Re: Motel 77: Cris & Sam
Cris hadn't given up. He didn't do giving up. He didn't need vibrant or okay, and he definitely wasn't tired. She called it clarity from the drugs, but it was like she was seeing whatever she thought projected out onto him, like the woman with the mouth, and no matter what he did or said, it was wrong. Sam was lying there, eyes squeezed shut, talking like fate, and he was just looking at her, trying to figure out what he was supposed to do here—because no matter what he did, it'd be confirmation of her insecurities. When blue opened milky, tears, he frowned. He tried so hard to be reassuring. He tried and tried, and he'd done good, he thought, 'til now, and he didn't know what he'd done to turn the tide, but clearly it was something. She was drowning herself and telling him it was him.
"Stop. Just stop it." He got up. He got the bag. He pulled out the sacka medication, and he dumped it on the bland comforter. Little orange bottles rolled loud beneath Spanish on TV, and he picked through them. He didn't know which one she needed, so he kinda moved them around. "Which ones are you s'posed to take?"

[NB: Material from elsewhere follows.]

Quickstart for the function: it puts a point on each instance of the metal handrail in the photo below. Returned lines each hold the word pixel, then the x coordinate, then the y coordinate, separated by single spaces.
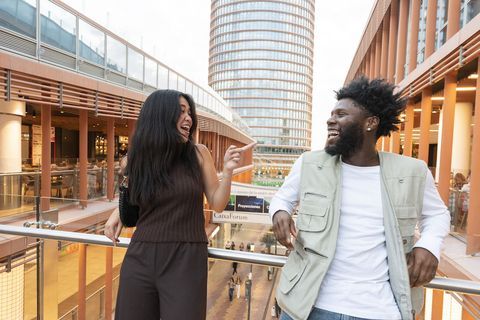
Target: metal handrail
pixel 446 284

Cris shook his head, like he wasn't waiting for an answer. Because he wasn't fucking tired. Because he didn't need fucking vibrant. Because he was sick of her trying to save him from herself, like she was some plague, made human in black form, eyes worm-eaten, with tears running down ebony cheeks, and he was supposed to thank her? Fuck that. Fuck her for trying. He loved her and he wasn't drowning. He had a lotta shit going on and it was taking its toll, sure, but he wasn't drowning. It was like Penny sitting there on the phone, telling him everything was shit, when it wasn't, telling him she knew what it was like, when they weren't even talking about the same thing, when she was imagining some horror diorama and putting some figurinea him in it and saying, ah, yes, this is how it is. And it wasn't.
Because it would be way fucking worse if Sam went and left. He tried, tried, tried.